Editing Message-Level Access Policies

Use the View Policy Details page to edit the message-level access control policy of a proxy service that is a Web Service and is configured to require message-level security. The page displays the information shown in Table 22-11.

Table 22-11 Policy Details 
Property
Description
Proxy Service Name
Displays the name of the proxy service name for which you selected View Policies on the Access Control for Proxy Services page.
Providers
Displays the authorization providers that are configured for the realm.
Operation
Lists the operation in the proxy service that can be secured.
Policy Conditions
Displays the conditions that determine which users can invoke the operations that are selected under Service Operations.

  1. Log in to the ALSB Console as a user with WebLogic Server Admin privileges. Only users in the Admin role can modify security configuration data. See Configuring Administrative Security in the AquaLogic Service Bus Security Guide.
  2. Locate the access policy. See Locating Access Control Policies.
  3. On the Security page, in the Message Access Control column, click the name of the proxy service or the particular operation in that proxy service. The policy editor is displayed.
  4. You can edit an access control policy from inside a session.

  5. In the Authorization Providers field, select an authorization provider.

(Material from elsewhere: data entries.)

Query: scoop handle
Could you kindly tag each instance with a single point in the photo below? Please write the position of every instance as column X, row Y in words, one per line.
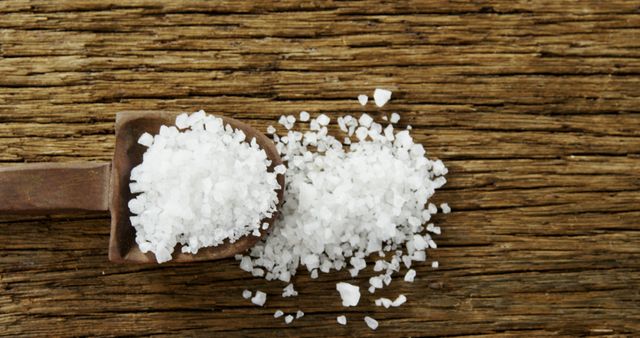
column 48, row 188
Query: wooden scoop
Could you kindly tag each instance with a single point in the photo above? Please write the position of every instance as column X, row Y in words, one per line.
column 48, row 188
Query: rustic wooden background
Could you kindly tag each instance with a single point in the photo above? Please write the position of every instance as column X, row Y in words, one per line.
column 534, row 106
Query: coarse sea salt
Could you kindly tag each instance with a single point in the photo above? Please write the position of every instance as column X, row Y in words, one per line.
column 288, row 319
column 410, row 276
column 371, row 323
column 200, row 183
column 259, row 299
column 288, row 291
column 343, row 204
column 363, row 99
column 350, row 294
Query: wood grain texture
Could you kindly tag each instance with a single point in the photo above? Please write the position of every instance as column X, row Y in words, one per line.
column 534, row 106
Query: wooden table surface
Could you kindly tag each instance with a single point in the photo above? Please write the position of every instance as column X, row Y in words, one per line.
column 533, row 105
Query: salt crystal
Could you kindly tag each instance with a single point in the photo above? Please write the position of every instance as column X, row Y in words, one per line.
column 178, row 188
column 280, row 169
column 410, row 276
column 363, row 99
column 245, row 264
column 344, row 203
column 288, row 291
column 381, row 96
column 365, row 120
column 386, row 302
column 259, row 299
column 323, row 120
column 371, row 323
column 350, row 294
column 146, row 140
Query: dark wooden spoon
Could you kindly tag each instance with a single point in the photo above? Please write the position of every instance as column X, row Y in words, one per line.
column 48, row 188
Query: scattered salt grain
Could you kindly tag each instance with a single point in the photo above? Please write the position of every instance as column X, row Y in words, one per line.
column 363, row 99
column 445, row 208
column 350, row 294
column 371, row 323
column 288, row 319
column 259, row 299
column 410, row 276
column 381, row 96
column 376, row 282
column 323, row 120
column 288, row 291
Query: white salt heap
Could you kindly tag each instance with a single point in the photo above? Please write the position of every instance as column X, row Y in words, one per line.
column 199, row 187
column 371, row 323
column 288, row 291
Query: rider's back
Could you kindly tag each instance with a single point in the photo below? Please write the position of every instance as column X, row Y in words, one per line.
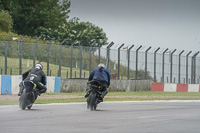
column 35, row 75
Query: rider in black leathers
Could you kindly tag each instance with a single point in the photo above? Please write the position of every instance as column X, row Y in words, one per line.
column 37, row 76
column 102, row 75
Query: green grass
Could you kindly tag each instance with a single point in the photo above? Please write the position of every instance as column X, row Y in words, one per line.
column 13, row 64
column 115, row 96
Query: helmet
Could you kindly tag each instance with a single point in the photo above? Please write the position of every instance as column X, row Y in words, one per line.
column 39, row 66
column 101, row 65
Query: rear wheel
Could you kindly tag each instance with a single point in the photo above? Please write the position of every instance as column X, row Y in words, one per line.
column 23, row 101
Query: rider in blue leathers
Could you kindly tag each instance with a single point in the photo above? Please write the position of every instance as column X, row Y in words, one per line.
column 102, row 75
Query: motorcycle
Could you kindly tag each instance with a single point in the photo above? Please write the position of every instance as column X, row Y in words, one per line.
column 94, row 95
column 28, row 96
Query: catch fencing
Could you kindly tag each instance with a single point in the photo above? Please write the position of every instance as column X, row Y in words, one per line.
column 124, row 62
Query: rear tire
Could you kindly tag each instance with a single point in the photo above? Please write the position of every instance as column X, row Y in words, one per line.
column 23, row 101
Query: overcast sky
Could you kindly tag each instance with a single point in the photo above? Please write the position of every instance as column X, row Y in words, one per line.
column 157, row 23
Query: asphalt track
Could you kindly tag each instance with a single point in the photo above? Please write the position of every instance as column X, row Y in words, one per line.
column 110, row 117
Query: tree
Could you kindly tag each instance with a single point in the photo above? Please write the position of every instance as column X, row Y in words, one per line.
column 36, row 17
column 85, row 32
column 6, row 22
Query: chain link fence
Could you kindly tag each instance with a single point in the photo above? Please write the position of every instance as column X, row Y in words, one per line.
column 78, row 61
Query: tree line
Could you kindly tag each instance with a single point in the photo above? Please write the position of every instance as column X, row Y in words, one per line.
column 49, row 19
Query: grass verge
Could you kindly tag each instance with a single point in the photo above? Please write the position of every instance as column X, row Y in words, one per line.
column 111, row 96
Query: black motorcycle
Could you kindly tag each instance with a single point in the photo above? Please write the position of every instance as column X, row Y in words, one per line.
column 28, row 96
column 95, row 93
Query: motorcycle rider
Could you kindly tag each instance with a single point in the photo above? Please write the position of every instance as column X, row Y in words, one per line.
column 102, row 75
column 37, row 76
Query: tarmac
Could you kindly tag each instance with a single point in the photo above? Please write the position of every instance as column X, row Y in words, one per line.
column 110, row 117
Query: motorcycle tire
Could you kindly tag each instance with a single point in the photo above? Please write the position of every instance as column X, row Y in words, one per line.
column 23, row 101
column 91, row 101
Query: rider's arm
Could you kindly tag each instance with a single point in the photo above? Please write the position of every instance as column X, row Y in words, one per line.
column 43, row 79
column 108, row 74
column 24, row 75
column 91, row 75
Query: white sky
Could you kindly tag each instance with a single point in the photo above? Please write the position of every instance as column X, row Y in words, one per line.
column 157, row 23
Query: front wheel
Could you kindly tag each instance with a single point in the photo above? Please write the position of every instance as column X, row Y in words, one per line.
column 23, row 101
column 91, row 101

BEA recommends that you select the XACMLAuthorizer.
  6. Note: As of release 3.0, ALSB deprecates support for the WebLogic Default Authorization provider. Instead, BEA recommends that you use the WebLogic XACML Authorization provider. See Supported Standards and Security Providers in AquaLogic Service Bus Security Guide.
  7. Add policy conditions. See Adding Policy Conditions.
  8. When you have finished entering conditions in the Policy Conditions section, click Save.